ChartMuseum: Testing Chart Visual Reasoning in Large Vision-Language Models¶

Conference: NeurIPS 2025 arXiv: 2505.13444 Code: https://chartmuseum-leaderboard.github.io Area: Multimodal VLM Keywords: Chart Understanding, Visual Reasoning, Benchmark, VLM Evaluation, Chart QA

TL;DR¶

This paper introduces ChartMuseum, a chart question-answering benchmark comprising 1,162 expert-annotated questions and real-world charts from 184 distinct sources. It is the first benchmark to systematically distinguish visual reasoning from textual reasoning, revealing that the current strongest model, Gemini-2.5-Pro, achieves only 63.0% accuracy compared to 93% for humans, with visual reasoning performance lagging behind textual reasoning by 35%–55%.

Background & Motivation¶

Existing chart QA benchmarks over-rely on textual reasoning: On ChartQA, Claude-3.7-Sonnet achieves 74.1% accuracy using only extracted text information (without seeing the chart image), versus 87.4% with the image — indicating that the majority of questions do not require genuine visual reasoning.
- On ChartMuseum, the same text-only approach yields only 15.2% (vs. 61.3% with the image), a gap of 46%, demonstrating that ChartMuseum genuinely evaluates visual reasoning.
Frontier models are approaching saturation on existing benchmarks: Model accuracy on ChartQA is clustered between 85%–90%, making it difficult to differentiate model capabilities.
The distinction between visual and textual reasoning has been overlooked: Chart understanding involves two types of reasoning — inferring directly from graphical relationships (visual reasoning) versus inferring from extracted text or numerical values (textual reasoning) — yet prior work does not explicitly distinguish between them.
A synthetic data case study exposes the problem: The authors test models on synthetic charts containing no textual annotations; as visual complexity (number of overlays/subplots \(n\)) increases, model performance degrades significantly while human performance remains stable.

Method¶

Overall Architecture¶

ChartMuseum is a chart question-answering (Chart QA) benchmark dataset manually annotated by 13 computer science researchers. It contains 1,162 (image, question, short answer) tuples derived from 928 unique real-world charts sourced from 184 distinct websites.

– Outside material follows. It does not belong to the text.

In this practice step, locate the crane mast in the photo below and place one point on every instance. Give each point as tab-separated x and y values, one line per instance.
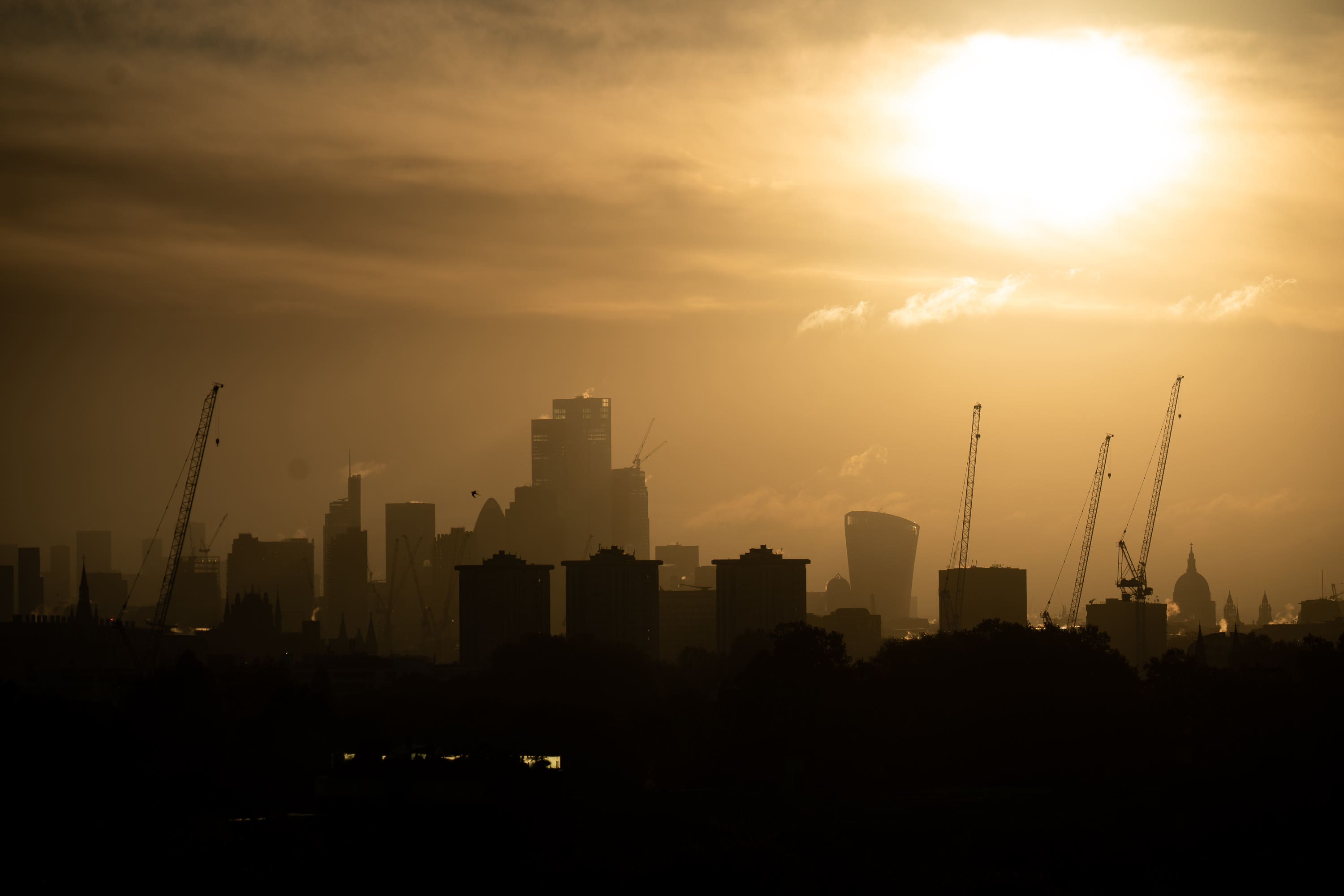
1093	503
955	589
179	535
1132	578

The dataset is split into dev/test = 162/1,000.

Key Designs¶

Distinguishing visual reasoning from textual reasoning: The paper explicitly categorizes chart reasoning into two types:
- Visual Reasoning: Inference drawn from graphical relationships that is difficult to express purely in natural language (e.g., judging the correlation between two variables in a scatter plot).
- Visual Extraction: A subtype of visual reasoning that involves reading numerical values by interpreting visual elements (e.g., estimating a bar's value by comparing it against the y-axis scale).
- Textual Reasoning: Logical, arithmetic, or comparative operations performed on already-extracted information, or directly reading textual annotations from the chart.
- This distinction reveals a strong bias toward textual reasoning in existing benchmarks.
Four-category question taxonomy:
- Textual Reasoning (123 questions): Answerable almost entirely through textual reasoning.
- Visual Reasoning (510 questions): Primarily requires visual reasoning; the largest category.
- Text/Visual Reasoning (234 questions): Answerable via either textual or visual reasoning.
- Synthesis Reasoning (133 questions): Requires both textual and visual reasoning simultaneously.
Multi-stage quality control pipeline:
- Stage 1: Selection of high-quality chart images.
- Stage 2: Manual creation of question–answer pairs (no LLM assistance, no templates).
- Stage 3: Independent reviewer verification of answer correctness.
- Stage 4: Iterative refinement through discussion with annotators.
- Each sample required an average of 20 minutes (10 min annotation + 5 min review + 5 min iteration), totaling approximately 400 hours.
- Annotation guidelines: answer space of ≥4 options; answers must be objective and unambiguous; why/how/descriptive/compound questions are excluded.

Loss & Training¶

This paper presents a benchmark evaluation study and does not involve model training. Evaluation employs LLM-as-a-Judge (GPT-4.1-mini) to assess answer equivalence. All questions have a single definitive answer; approximate matching with error tolerance is not used.

Key Experimental Results¶

Main Results¶

Model	Visual (510)	Synthesis (133)	Visual/Text (234)	Text (123)	Overall (1000)
Open-source small models
InternVL3-2B	12.2	13.5	18.4	30.1	16.0
Qwen2.5-VL-3B	16.7	21.1	26.5	28.5	21.0
Open-source medium models
Qwen2.5-VL-7B	19.4	24.8	36.3	41.5	26.8
InternVL3-8B	23.5	24.8	32.9	42.3	28.2
Bespoke-MiniChart-7B	26.3	32.3	41.0	54.5	34.0
Open-source large models
Qwen2.5-VL-32B	29.0	36.1	46.2	62.6	38.1
Pixtral-Large-124B	31.6	36.1	40.6	65.9	38.5
Qwen2.5-VL-72B	30.4	35.3	42.3	68.3	38.5
Closed-source models
Gemini-1.5-Flash	22.7	30.8	36.3	56.1	31.1
GPT-4o	31.8	45.1	50.9	65.9	42.2
GPT-4.1	37.1	53.4	54.3	78.9	48.4
Claude-3.5-Sonnet	45.7	53.4	61.5	78.0	54.4
Claude-3.7-Sonnet	50.6	55.6	69.2	88.6	60.3
Reasoning models
o3 (high)	50.4	63.2	69.7	85.4	60.9
o4-mini (high)	51.2	66.2	68.4	86.2	61.5
Claude-3.7-Sonnet (think)	52.5	56.4	71.8	86.2	61.7
Gemini-2.5-Pro	53.3	64.7	70.1	87.8	63.0
Human	98.2	—	—	—	93.0

Ablation Study¶

Text-extraction experiment comparing existing benchmarks:

Dataset	Text Extraction Only	With Image
ChartQA	74.1%	87.4%
ChartMuseum	15.2%	61.3%

The gap between text-extraction-only and image-based performance on ChartMuseum reaches 46%, far exceeding ChartQA's 13%, confirming that ChartMuseum genuinely evaluates visual reasoning.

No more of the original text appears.